With the collapse of multiple large scale Ponzi schemes in recent years, Federal courts in Florida and elsewhere have been wrestling with so-called “clawback” suits. The way Ponzi schemes work is that the schemers induce investors to give them money that is supposed to be invested, usually with high returns promised.

But because the promised returns are unsustainable and the schemers syphon off investors’ funds for their own personal use, the schemers cannot pay the promised returns to investors when they seek to liquidate their investments. Thus, the Ponzi schemers recruit additional investors, and instead of investing the funds received, they use the funds to pay the earlier investors the principal and earnings promised.

Typically, Ponzi schemes collapse and are discovered when the new money coming in is insufficient to pay the amount promised to withdrawing earlier investors. Investors that withdraw early often see the return of the principal they invested and also receive “earnings” on that principal. When a Ponzi scheme collapses, there are usually insufficient funds to return the principal given to the Ponzi schemers by the remaining investors, much less the promised earnings. 

In a clawback suit, the bankruptcy trustee or receiver appointed to oversee the wind-up of an entity involved in a Ponzi scheme seeks to recover funds paid to the earlier investors in order to achieve a more equitable distribution of funds as between earlier and later investors. The theory of the suits is that the transfers to the earlier investors were fraudulent transfers, which may be recovered under fraudulent transfer statutes, such the Florida Uniform Fraudulent Transfer Act (FUFTA), Florida Statutes §726.101 et seq.

But Ponzi scheme clawback suits aren’t the typical fraudulent transfer suit. In Wiand v. Lee (decided June 2, 2014), the Eleventh Circuit addressed the viability of such suits under FUFTA, and resoundingly endorsed them. 

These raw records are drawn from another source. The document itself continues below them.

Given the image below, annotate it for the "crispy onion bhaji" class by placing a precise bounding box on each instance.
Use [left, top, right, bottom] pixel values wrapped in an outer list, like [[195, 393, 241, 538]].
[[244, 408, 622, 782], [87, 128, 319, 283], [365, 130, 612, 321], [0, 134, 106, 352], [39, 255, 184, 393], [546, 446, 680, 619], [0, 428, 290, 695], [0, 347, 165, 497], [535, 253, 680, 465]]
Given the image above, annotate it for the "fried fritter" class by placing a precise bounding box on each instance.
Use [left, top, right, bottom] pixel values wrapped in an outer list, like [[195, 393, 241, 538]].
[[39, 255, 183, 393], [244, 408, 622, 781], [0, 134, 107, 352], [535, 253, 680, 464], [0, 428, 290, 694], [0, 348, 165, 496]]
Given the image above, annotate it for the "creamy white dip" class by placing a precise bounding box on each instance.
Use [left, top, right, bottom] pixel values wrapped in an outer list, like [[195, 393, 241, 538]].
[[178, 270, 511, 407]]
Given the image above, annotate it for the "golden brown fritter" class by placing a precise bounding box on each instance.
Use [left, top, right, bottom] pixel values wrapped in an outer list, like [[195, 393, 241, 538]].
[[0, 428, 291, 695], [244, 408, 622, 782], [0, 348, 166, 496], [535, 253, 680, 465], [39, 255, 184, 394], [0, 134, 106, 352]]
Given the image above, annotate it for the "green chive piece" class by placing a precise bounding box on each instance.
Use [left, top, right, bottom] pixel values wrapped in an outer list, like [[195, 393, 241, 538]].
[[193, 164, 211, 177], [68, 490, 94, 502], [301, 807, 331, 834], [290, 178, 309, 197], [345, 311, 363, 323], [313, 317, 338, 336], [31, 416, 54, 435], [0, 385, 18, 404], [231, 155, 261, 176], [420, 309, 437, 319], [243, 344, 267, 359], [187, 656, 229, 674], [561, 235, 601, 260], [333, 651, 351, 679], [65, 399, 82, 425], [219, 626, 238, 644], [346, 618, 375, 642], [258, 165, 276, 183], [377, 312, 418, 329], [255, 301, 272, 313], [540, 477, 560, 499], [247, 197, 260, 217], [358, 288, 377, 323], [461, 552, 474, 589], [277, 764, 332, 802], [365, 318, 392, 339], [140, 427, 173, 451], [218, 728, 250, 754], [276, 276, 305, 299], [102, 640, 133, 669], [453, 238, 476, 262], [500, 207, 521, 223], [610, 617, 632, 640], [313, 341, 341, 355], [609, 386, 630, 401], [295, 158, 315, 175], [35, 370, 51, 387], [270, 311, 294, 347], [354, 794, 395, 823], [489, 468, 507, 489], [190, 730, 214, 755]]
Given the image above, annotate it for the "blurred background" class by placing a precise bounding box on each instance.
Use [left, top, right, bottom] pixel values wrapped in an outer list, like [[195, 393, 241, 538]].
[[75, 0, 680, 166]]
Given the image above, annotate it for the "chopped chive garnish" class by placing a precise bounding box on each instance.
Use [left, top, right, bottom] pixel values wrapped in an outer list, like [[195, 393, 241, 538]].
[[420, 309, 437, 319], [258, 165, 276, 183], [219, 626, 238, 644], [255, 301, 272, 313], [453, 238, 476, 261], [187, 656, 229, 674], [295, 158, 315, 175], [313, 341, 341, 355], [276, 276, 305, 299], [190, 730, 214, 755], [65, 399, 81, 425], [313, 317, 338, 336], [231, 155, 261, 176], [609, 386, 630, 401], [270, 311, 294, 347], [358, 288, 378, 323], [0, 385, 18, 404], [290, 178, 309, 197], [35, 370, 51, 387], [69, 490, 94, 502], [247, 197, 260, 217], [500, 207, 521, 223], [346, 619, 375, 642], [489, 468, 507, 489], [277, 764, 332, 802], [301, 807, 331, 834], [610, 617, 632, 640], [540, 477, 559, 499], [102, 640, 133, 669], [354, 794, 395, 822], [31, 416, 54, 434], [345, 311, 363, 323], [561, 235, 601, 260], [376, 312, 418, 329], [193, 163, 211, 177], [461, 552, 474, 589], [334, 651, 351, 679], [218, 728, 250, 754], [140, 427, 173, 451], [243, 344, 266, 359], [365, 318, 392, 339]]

The clawback suit in Wiand resulted from the collapse of a Ponzi scheme run by Arthur Nadel, in which he induced investments into certain hedge funds. Wiand was the receiver for those funds. Lee was an early investor that had withdrawn its investment and was paid back its principal, plus profits. Wiand sought return of the profits.

The 11th Circuit held that a transfer made in furtherance of a Ponzi scheme satisfies the requirements of the “actual fraud” provision of FUFTA. Under the actual fraud provision, a transfer is fraudulent when the debtor made the transfer “with actual intent to hinder, delay, or defraud any creditor of the debtor…” Courts have interpreted that provision to mean there must be “[1] a creditor to be defrauded, [2] a debtor intending fraud, and [3] a conveyance of property which is applicable by law to the payment of the debt due.”

Although the second element, fraudulent intent, is usually determined based on “badges of fraud,” the 11th Circuit held that proof that a transfer was made in furtherance of a Ponzi scheme is sufficient to show fraudulent intent without the need to consider the “badges of fraud.”

The more difficult questions were who was the creditor and debtor and whether the funds received by Lee were “property of the debtor,” as required by FUFTA to recover them. Money from the hedge funds was transferred to Lee by Nadel.

The court of appeals explained that the hedge funds were the creditors, because when Nadel illegally transferred money from them, he became a debtor to them for the funds he illegally removed. It then turned to the issue of whether the funds were “property of the debtor.”

Although “property of the debtor” would appear to mean Nadel’s property given that he was the debtor, the 11th Circuit held otherwise. According to the court, under Florida law, “property of the debtor” means “property which is applicable by law to the payment of the debt due.” Because the funds removed created the debt owed by Nadel to the hedge funds, the funds he removed were “applicable by law to the payment of the debt due.”   

Addressing the receiver’s cross-appeal, the 11th Circuit held that pre-judgment interest should be awarded in FUFTA cases as a matter of course, except in limited circumstances where specific equitable factors counsel otherwise. The denial of prejudgment interest was reversed, with a remand for determination of whether any recognized equitable considerations justified the denial of prejudgment interest.